EO-1

An Open Unified Embodied Foundation Model for General Robot Control

The human ability to seamlessly perform multimodal reasoning and physical interaction in the open world is a core goal for general-purpose embodied intelligent systems. EO Robotics tries to equip automatous robots with humanlike seamless multimodal reasoning and physical acting capabilities through unified embodied foundation models EO-Series.

Today we introduce EO-1 model, an open-source unified embodied foundation model comprising 3B parameters, is trained on the carefully curated interleaved embodied dataset EO-Data1.5M. The EO-1 model adopt a single unified decoder-only transformer that integrates discrete auto-regressive decoding with continuous flow matching denoising for multimodal embodied reasoning and robot control, enabling seamless perception, planning, reasoning, and acting in single model through interleaved vision-text-action pretraining.

EO-1 model surpasses existing open-source models across multiple embodied reasoning and robot control benchmarks, including ERQA, LIBERO, SimplerEnv, and the self-constructed EO-Bench. Meanwhile, extensive real-robot evaluations demonstrate its substantially stronger reasoning capabilities and dexterous control in open-world generalization.

ERQA
EO-Bench
Simpler@Google VM
LIBERO

EO-1 surpasses existing open-source models across embodied reasoning and robot control benchmarks.

Franka Pick-and-Place
AgiBot Long-horizon Dexterity
WidowX Out-of-Box
Reasoning Control

EO-1 can perform a wide range of real-world manipulation tasks across various robotic platforms.

Specializing in Long-horizon Dexterity

We investigate the EO-1 model’s ability to specialize in long-horizon dexterous tasks that requires multi-stage successful execution to finish. Four tasks that require intricate multi-step decisions and fine manipulation are selected: 1) Make Breakfast Sandwich, 2)Roast Beef Steak, 3) Fold Household Clothes, and 4) Sort Grocery Items. EO-1 shows stable and strong long-horizon dexterity on various tasks that demand both multimodal understanding and fine manipulation, demonstrating its capabilities in handle complex real-world environments.

Emerging Open-world Embodied Generalization

The key challenge for embodied foundation models is generalizing to real-world scenarios where natural language instructions must be grounded into precise, executable actions. To evaluate this capability, we perform a generalization assessment with different task instructions, changing object locations, dynamic light conditions, and unseen background. We observe that EO-1 demonstrates stable instruction following and open-world generalization capabilities.

Enhanced Generalization with Unified Reasoning

To evaluate whether a sole interleaved vision–text–action policy can seamlessly integrate high-level reasoning with low-level control in real environments, we design two reasoning-control tasks: Visual Rearrangement, Tic-Tac-Toe. These tasks require joint perception, spatial reasoning, multi-step planning, and bimanual manipulation under real-world dynamics.
EO-1 seamlessly integrates high-level embodied reasoning with low-level robot control, enable smooth, correct execution in the reasoning control tasks that requires context-aware reasoning to guide acting.

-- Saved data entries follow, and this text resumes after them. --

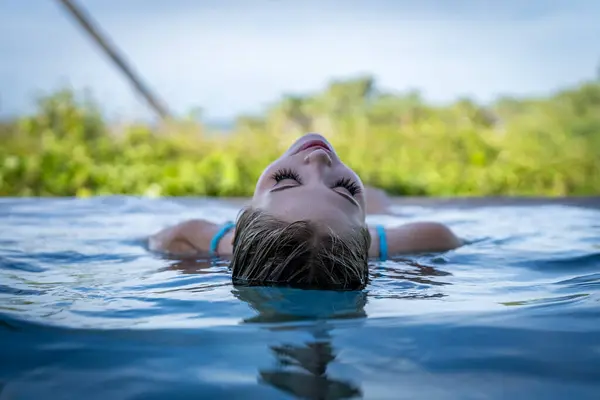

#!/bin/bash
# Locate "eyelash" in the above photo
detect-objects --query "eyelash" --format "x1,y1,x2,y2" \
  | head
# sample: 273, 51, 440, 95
271, 168, 361, 196
334, 177, 362, 196
271, 168, 302, 183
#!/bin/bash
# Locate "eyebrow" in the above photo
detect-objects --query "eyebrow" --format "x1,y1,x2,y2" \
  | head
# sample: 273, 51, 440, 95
270, 184, 360, 208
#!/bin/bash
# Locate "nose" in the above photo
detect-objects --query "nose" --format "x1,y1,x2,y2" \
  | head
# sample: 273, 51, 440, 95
304, 148, 332, 167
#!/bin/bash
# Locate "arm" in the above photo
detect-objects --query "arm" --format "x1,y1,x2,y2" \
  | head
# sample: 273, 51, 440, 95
368, 222, 462, 258
149, 219, 219, 256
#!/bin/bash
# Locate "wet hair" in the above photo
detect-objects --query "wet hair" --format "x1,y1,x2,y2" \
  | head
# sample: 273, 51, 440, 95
231, 207, 371, 290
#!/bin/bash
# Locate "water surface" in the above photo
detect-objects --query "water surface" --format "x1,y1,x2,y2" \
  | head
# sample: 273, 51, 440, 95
1, 197, 599, 399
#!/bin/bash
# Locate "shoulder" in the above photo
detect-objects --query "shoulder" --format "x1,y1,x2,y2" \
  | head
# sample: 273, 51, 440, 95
364, 186, 392, 214
378, 221, 462, 255
149, 219, 218, 256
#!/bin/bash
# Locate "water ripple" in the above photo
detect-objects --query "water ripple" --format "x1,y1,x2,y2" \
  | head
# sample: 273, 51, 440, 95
0, 256, 47, 273
0, 197, 599, 399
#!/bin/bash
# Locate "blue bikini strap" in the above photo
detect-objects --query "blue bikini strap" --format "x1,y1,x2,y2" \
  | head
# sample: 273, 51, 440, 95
375, 225, 388, 261
209, 221, 235, 257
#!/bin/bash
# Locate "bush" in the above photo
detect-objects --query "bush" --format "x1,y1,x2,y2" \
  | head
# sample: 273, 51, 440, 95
1, 78, 599, 197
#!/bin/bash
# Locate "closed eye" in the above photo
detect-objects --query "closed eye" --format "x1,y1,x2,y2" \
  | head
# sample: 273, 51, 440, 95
271, 168, 302, 184
270, 184, 358, 207
268, 168, 360, 207
333, 177, 362, 196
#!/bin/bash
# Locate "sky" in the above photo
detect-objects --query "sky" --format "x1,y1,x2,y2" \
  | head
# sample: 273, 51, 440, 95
1, 0, 599, 123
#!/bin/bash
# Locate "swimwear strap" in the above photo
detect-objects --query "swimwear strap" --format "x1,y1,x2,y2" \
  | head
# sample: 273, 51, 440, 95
209, 221, 235, 257
375, 225, 388, 262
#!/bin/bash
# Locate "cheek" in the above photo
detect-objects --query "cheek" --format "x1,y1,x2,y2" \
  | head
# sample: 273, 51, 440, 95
253, 174, 270, 198
253, 163, 278, 197
340, 164, 365, 191
255, 155, 293, 195
347, 169, 367, 212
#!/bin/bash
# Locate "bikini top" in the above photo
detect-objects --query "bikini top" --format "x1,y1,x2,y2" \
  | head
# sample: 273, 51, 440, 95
209, 221, 388, 261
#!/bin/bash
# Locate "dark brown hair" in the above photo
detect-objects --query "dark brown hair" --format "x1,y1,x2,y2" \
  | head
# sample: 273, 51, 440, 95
231, 207, 371, 290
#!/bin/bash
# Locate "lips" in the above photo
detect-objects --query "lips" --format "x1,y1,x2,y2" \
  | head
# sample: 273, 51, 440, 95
295, 139, 331, 154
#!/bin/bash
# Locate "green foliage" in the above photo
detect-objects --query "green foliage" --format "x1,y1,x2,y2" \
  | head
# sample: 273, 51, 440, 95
1, 78, 599, 197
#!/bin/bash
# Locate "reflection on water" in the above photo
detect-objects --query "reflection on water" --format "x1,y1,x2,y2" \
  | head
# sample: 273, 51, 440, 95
261, 334, 362, 399
235, 287, 367, 399
233, 287, 368, 323
161, 257, 230, 275
1, 197, 600, 399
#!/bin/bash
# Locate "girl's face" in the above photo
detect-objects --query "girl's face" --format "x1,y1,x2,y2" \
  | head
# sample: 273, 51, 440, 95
251, 133, 367, 232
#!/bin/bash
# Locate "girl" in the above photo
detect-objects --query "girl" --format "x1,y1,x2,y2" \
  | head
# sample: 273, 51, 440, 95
150, 133, 461, 290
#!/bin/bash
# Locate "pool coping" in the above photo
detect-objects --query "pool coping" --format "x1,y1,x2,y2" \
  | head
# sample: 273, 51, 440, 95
171, 196, 600, 210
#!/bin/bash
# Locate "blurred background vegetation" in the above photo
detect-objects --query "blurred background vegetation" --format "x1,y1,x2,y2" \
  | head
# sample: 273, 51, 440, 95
1, 75, 599, 197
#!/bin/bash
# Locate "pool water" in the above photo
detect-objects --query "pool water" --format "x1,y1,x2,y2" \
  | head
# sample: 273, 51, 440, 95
1, 197, 599, 399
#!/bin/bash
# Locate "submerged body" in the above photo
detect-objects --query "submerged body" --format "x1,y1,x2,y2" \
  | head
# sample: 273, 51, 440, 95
150, 133, 461, 288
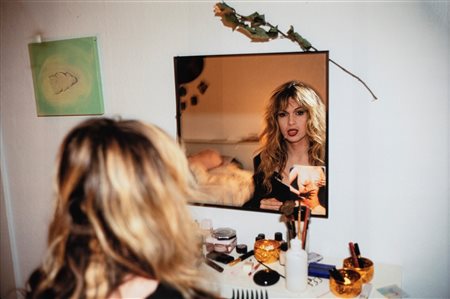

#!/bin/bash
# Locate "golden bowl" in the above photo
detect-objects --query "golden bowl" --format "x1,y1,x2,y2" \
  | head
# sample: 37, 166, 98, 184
343, 257, 374, 283
254, 239, 280, 264
329, 268, 362, 298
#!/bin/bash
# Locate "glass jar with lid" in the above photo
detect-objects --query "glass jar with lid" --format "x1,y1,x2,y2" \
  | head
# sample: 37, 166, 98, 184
205, 227, 237, 253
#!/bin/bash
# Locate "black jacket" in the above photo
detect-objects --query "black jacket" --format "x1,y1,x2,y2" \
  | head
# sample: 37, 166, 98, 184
243, 154, 296, 209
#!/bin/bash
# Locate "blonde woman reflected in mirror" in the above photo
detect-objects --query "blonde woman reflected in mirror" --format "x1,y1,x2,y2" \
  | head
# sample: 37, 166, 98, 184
243, 81, 327, 216
24, 118, 219, 299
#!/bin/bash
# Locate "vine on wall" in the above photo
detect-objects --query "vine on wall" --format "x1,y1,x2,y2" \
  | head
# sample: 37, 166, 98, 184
214, 2, 378, 101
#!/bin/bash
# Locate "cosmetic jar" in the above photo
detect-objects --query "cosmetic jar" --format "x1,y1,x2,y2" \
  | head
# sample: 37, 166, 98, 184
205, 227, 237, 253
254, 239, 280, 264
236, 244, 248, 254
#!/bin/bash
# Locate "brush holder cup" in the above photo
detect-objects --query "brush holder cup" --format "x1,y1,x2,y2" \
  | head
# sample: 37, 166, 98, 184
343, 257, 374, 283
329, 268, 362, 298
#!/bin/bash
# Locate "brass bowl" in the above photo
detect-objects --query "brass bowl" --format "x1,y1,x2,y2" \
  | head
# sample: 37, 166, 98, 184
254, 239, 280, 264
343, 257, 374, 283
329, 268, 362, 298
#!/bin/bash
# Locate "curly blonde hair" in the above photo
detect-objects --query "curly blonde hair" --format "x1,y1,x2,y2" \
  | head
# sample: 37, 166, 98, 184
258, 81, 326, 192
25, 118, 212, 299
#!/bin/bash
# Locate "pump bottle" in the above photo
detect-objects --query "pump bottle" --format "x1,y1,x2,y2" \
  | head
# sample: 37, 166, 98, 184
285, 237, 308, 292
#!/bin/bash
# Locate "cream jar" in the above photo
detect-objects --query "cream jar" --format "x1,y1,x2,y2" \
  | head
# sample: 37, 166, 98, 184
254, 239, 280, 264
205, 227, 237, 253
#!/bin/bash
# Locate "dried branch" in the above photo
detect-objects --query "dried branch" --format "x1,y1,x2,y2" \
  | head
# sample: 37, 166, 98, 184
214, 2, 378, 101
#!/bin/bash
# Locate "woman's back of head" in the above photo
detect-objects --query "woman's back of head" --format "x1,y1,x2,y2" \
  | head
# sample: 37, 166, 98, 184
26, 117, 210, 299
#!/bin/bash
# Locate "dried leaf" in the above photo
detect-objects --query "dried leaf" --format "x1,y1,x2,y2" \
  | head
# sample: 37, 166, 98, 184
266, 26, 279, 39
287, 25, 312, 51
214, 2, 234, 16
221, 13, 240, 30
250, 26, 271, 41
237, 25, 270, 41
243, 12, 266, 27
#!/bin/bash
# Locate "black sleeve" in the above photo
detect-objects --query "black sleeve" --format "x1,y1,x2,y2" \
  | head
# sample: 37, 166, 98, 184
242, 154, 293, 209
242, 155, 264, 209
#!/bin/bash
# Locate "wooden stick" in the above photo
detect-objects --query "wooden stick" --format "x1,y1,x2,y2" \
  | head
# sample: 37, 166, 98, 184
349, 242, 360, 267
301, 208, 311, 250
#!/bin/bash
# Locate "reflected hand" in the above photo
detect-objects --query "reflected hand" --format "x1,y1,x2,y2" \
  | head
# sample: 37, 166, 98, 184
299, 181, 320, 210
317, 168, 326, 187
260, 197, 283, 211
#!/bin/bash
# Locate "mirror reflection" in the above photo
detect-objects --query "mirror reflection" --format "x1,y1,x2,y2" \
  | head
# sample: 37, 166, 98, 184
174, 52, 328, 217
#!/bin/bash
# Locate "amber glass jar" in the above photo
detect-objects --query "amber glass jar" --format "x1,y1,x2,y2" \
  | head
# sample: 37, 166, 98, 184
254, 239, 280, 264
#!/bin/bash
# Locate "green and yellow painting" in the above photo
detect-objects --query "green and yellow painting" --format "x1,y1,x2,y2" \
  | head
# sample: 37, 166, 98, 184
29, 37, 104, 116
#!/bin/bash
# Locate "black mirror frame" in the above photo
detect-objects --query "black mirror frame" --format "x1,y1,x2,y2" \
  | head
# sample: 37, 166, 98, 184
174, 51, 329, 218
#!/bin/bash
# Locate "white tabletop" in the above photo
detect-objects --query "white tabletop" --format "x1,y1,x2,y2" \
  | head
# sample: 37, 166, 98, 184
202, 255, 402, 298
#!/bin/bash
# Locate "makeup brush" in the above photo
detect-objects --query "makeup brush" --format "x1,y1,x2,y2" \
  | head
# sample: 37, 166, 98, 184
228, 250, 255, 266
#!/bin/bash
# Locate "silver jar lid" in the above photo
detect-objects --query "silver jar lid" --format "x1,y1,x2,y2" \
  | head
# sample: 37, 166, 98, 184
212, 227, 236, 240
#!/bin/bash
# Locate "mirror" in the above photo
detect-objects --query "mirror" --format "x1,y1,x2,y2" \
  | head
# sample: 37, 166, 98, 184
174, 51, 328, 217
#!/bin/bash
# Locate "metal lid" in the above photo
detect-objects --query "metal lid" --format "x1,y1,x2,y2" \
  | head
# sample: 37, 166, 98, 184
212, 227, 236, 240
274, 232, 283, 241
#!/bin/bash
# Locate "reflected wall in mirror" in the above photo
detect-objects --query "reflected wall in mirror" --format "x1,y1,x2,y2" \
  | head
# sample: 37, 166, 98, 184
174, 51, 328, 218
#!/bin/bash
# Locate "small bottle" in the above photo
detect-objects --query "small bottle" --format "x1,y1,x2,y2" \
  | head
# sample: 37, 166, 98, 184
279, 242, 288, 266
199, 219, 212, 242
274, 232, 283, 243
255, 234, 265, 242
285, 237, 307, 292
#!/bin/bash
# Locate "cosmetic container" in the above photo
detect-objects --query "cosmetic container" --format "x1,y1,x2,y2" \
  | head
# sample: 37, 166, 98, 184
278, 242, 288, 266
274, 232, 283, 242
254, 239, 280, 264
343, 257, 374, 283
199, 218, 213, 242
329, 268, 362, 298
236, 244, 248, 254
205, 227, 237, 253
285, 237, 307, 292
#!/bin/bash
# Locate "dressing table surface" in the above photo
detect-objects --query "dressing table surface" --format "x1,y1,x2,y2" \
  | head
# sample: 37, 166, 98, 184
203, 255, 402, 298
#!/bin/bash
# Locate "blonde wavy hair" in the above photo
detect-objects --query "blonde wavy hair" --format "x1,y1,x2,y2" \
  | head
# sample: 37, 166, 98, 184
258, 81, 326, 192
25, 118, 212, 299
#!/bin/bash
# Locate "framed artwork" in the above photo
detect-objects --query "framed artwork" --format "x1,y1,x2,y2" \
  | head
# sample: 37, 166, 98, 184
28, 36, 104, 116
174, 51, 329, 218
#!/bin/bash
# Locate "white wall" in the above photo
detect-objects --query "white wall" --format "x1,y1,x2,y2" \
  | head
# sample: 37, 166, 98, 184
1, 1, 448, 298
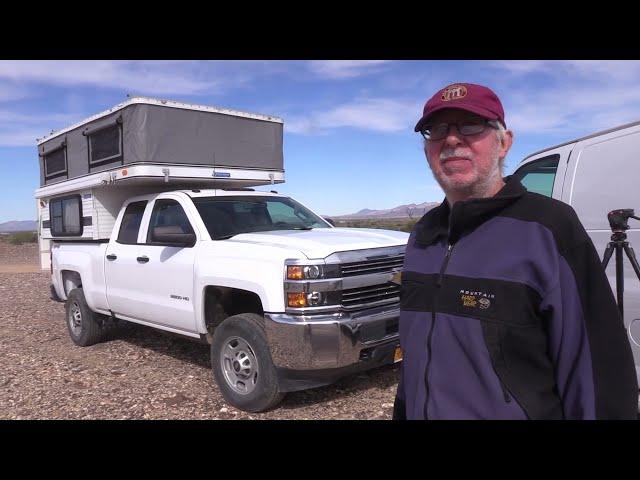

Accessible Multimodal Training Data

EO-1 is trained on a diverse range of datasets across multiple modalities, including text, image, video, and robot control data, to perform embodied reasoning and dextrous control, all through a unified multimodal interface. The pre-training data corpus is structured into three main categories: web multimodal data, robot control data, and interleaved embodied data.

The interleaved embodied data EO-Data1.5M dataset is a self-curated, massive, high-quality multimodal embodied reasoning dataset, featuring interleaved embodied reasoning and and robot control through a scalable data construction pipeline. The data consists of 1) Physical Common Sense for physical environments understanding, 2) task reasoning and spatial understanding QA data focusing on task planning and spatial relationship understanding of complex manipulation task, and 3) Interleaved Manipulation data connecting temporal/spatial reasoning data with robot control data for learning multimodal causal relationships in embodied interactions.

A Foundation for Future Work

In summary, we present EO-1 and EO-Data1.5M, a fully open training recipe to foster the research community to develop an advanced embodied foundation model. EO-Data1.5M is collected by a scalable pipeline for curating interleaved vision-text-action data to improve EO-1 model’s open-world generalization. EO-1 is released with full openness, including model weights, training code, and all components of the interleaved embodied dataset, We hope EO-1 will serve as a solid foundation for developing general-purpose automatous robots with humanlike powerful reasoning and acting abilities.

In the future, we plan to enhance EO-1's reasoning and action ability to handle complex scenarios involving navigation, obstacle avoidance, failure detection and analysis, human intent recognition, and human-robot interaction/cooperation, leading to more easy-to-use robots in real life.